Stottlemeyer : Et qui jouait du violon.
Disher : Je vous prépare une liste ?
Stottlemeyer : Absolument ! Assurez vous que vous aurez assez de papier.
Légiste : Non, ce n’est pas de la résine d’arbre. Nous l’avons déjà analysé. Le composant principal est ce qu’on appelle de l’acide abiétique.
Monk : De l’acide abiétique ? de la colophane à violon !
Nathalie : Je crois que c’est un produit plutôt onéreux, qu’utilisent les professionnels.
Monk : Un professionnel ? Oui, du moins un violoniste assez sérieux. Il est âgé de vingt cinq ans et il a disparu.
Monk et Nathalie ont été chargés de questionner Daniel Carlyle. Ils sont reçus par Abigaïl Carlyle, sa mère.
Abigaïl Carlyle : Vous voulez parler à mon fils ?
Monk : Oui, Madame. Nous avons parlé à des musiciens toute la journée. Et nous croyons savoir que Daniel est violoniste dans le quintet de Bay City. C’est exact ?
Abigaïl : Oui, c’est exact, à ses heures perdues.
Nathalie : Nous avons aussi appris par son employeur que Daniel était absent ce matin.
Abigaïl : Il est entré à la maison assez tard, la nuit dernière, il était très fatigué.
Monk : Est-ce qu’il est là, Madame Carlyle ?
Daniel : Mère ?
Abigaïl : Daniel !
Daniel : Que se passe t’il ? qu’est-ce qu’il y a ?
Abigaïl : Ces deux personnes sont de la police, chéri. Et elles voudraient te rencontrer.
Daniel : Veuillez repasser plus tard. Pour le moment je dois répéter.
Monk : Daniel Carlyle ?
Daniel : C’est exact.
Monk : Est-ce que je peux voir votre main gauche ?

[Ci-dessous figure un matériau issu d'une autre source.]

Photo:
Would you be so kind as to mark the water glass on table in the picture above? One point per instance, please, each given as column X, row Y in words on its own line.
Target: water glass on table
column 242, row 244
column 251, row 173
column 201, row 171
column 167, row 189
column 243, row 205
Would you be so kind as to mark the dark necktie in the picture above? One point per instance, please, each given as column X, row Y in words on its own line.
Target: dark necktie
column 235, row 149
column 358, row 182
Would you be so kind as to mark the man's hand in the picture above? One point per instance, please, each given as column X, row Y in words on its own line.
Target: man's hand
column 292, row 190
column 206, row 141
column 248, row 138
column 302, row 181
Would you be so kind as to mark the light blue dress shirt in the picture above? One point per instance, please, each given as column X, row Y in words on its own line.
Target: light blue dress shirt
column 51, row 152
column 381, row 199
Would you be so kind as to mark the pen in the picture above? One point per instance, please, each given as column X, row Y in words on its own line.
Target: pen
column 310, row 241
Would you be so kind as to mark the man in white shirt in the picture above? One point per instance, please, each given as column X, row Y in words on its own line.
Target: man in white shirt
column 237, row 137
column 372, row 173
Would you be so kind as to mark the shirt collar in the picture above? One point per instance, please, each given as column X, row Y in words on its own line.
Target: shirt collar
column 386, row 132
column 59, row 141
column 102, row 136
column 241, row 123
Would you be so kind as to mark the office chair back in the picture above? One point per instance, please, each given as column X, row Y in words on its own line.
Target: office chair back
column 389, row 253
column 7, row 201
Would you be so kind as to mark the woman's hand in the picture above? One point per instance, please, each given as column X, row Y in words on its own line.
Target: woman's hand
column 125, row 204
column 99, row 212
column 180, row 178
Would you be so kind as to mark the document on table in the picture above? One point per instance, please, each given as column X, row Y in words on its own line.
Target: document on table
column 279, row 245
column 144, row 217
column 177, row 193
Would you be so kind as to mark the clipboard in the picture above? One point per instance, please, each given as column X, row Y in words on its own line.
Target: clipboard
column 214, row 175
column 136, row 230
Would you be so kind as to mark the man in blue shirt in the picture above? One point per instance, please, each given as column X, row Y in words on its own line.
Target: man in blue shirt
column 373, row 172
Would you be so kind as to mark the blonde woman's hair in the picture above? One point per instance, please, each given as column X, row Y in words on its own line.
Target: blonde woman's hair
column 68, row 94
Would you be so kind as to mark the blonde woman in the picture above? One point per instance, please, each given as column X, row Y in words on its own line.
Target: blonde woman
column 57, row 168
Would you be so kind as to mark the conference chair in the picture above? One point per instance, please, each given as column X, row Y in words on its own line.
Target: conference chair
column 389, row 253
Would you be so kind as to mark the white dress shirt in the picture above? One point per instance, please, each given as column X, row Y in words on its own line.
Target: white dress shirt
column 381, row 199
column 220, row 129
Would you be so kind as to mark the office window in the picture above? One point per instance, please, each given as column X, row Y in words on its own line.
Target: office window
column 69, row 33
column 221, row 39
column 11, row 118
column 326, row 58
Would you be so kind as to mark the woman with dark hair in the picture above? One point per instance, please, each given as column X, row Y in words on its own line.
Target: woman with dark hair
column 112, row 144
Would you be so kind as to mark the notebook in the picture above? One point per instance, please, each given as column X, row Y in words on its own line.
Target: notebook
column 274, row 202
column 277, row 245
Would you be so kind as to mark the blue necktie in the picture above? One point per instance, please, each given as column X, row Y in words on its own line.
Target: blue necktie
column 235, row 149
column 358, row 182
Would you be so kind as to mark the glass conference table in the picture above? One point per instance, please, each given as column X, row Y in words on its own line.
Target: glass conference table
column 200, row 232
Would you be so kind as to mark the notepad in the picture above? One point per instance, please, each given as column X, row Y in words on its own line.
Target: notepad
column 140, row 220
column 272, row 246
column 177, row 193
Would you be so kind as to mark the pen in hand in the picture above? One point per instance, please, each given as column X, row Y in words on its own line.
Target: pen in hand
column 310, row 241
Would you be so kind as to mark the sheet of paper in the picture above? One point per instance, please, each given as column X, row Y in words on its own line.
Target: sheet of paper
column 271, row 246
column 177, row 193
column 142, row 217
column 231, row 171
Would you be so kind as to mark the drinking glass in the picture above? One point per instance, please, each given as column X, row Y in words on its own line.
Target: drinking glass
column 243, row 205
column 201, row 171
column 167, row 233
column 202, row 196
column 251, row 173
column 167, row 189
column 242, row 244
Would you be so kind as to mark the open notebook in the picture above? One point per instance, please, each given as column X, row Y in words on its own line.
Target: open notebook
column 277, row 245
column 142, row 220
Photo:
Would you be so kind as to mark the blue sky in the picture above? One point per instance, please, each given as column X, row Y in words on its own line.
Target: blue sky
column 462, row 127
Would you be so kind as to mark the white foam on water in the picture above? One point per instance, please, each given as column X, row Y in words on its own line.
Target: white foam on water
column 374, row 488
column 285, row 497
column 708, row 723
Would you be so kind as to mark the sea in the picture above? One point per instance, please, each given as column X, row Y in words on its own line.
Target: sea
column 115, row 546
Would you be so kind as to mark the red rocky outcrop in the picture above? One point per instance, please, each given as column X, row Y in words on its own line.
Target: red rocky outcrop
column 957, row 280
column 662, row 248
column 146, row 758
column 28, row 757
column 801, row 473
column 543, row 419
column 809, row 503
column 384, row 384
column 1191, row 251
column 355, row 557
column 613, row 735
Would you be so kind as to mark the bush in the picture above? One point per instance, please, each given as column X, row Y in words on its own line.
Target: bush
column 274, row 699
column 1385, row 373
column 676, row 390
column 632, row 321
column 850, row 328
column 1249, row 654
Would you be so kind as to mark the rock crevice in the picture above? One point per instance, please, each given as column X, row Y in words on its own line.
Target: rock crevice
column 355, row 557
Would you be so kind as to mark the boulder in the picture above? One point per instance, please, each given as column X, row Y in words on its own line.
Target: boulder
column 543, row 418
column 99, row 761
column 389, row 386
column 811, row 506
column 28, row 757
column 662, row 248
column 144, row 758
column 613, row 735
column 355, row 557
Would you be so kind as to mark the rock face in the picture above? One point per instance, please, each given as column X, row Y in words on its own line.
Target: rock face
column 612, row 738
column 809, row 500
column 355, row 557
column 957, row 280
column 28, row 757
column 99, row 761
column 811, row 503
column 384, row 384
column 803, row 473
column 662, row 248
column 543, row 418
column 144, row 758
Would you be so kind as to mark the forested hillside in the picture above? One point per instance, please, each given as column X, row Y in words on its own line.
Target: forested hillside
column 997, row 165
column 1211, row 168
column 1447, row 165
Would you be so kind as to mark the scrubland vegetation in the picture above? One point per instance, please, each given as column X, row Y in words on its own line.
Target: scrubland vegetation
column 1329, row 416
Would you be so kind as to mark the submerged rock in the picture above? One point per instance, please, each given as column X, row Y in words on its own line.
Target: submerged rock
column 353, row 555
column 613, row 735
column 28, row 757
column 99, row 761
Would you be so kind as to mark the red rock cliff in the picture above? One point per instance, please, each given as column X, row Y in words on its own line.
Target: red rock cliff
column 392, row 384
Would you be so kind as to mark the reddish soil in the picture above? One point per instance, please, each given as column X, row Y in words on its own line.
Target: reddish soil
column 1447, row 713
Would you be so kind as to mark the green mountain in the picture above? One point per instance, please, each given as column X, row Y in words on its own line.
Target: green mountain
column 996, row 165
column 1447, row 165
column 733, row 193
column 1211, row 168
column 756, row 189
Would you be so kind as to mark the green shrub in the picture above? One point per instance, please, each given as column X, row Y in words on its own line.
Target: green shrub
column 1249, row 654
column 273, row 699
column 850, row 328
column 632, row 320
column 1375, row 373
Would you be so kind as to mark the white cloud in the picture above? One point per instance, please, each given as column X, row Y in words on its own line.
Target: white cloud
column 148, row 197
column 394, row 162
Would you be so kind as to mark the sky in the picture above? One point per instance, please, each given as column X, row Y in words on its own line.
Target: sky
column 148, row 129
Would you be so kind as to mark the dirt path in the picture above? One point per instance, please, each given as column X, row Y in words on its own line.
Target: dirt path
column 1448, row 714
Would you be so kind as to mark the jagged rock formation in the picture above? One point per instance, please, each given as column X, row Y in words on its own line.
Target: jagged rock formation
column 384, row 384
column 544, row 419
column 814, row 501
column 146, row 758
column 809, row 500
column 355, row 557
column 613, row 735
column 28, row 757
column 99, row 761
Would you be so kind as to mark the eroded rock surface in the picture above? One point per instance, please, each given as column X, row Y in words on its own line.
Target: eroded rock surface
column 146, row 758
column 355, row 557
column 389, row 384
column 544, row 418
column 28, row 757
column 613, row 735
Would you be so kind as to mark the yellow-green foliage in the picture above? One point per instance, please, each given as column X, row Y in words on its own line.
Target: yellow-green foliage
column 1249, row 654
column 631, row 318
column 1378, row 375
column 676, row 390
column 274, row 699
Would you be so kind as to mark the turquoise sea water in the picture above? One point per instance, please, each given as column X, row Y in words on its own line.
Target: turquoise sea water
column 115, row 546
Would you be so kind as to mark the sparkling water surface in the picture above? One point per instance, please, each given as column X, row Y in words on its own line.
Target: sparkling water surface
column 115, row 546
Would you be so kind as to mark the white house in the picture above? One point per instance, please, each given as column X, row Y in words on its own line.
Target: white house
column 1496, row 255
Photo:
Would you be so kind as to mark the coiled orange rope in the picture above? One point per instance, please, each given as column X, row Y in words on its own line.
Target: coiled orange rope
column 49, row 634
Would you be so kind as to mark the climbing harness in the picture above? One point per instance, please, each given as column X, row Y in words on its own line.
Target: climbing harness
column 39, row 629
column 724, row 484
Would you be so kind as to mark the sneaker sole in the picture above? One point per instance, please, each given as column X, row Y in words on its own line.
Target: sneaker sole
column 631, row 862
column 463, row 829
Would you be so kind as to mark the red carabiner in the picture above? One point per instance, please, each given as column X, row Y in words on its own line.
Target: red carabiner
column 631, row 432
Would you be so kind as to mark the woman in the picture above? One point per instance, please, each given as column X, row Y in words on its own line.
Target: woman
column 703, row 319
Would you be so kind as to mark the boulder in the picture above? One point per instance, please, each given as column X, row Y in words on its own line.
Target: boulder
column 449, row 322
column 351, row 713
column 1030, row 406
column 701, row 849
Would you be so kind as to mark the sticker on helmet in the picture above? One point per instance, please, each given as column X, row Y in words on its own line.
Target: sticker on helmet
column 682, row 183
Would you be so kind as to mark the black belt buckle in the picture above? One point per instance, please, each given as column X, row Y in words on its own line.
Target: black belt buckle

Daniel : (en montrant sa main) J’ai un concert ce soir, si ça ne vous ennuie pas.
Nathalie : Nous sommes désolés Monsieur Carlyle. Bonne journée, Madame.
Nathalie : Bon ! c’était le numéro huit, le dernier de la liste. Il reste à espérer que le Capitaine a pu faire mieux.
Monk : Je suis sur qu’il nous aurait contactés. Peut être que je devrais revoir le petit garçon.
Nathalie : Vous parlez de Tommy ? il n’a que deux ans, il ne va rien pouvoir vous dire.
Monk : On n’en sait rien, c’est lui qui a trouvé le doigt et peut être que si je passais plus de temps avec le gamin …
Nathalie : Le petit vous manque, c’est ça ?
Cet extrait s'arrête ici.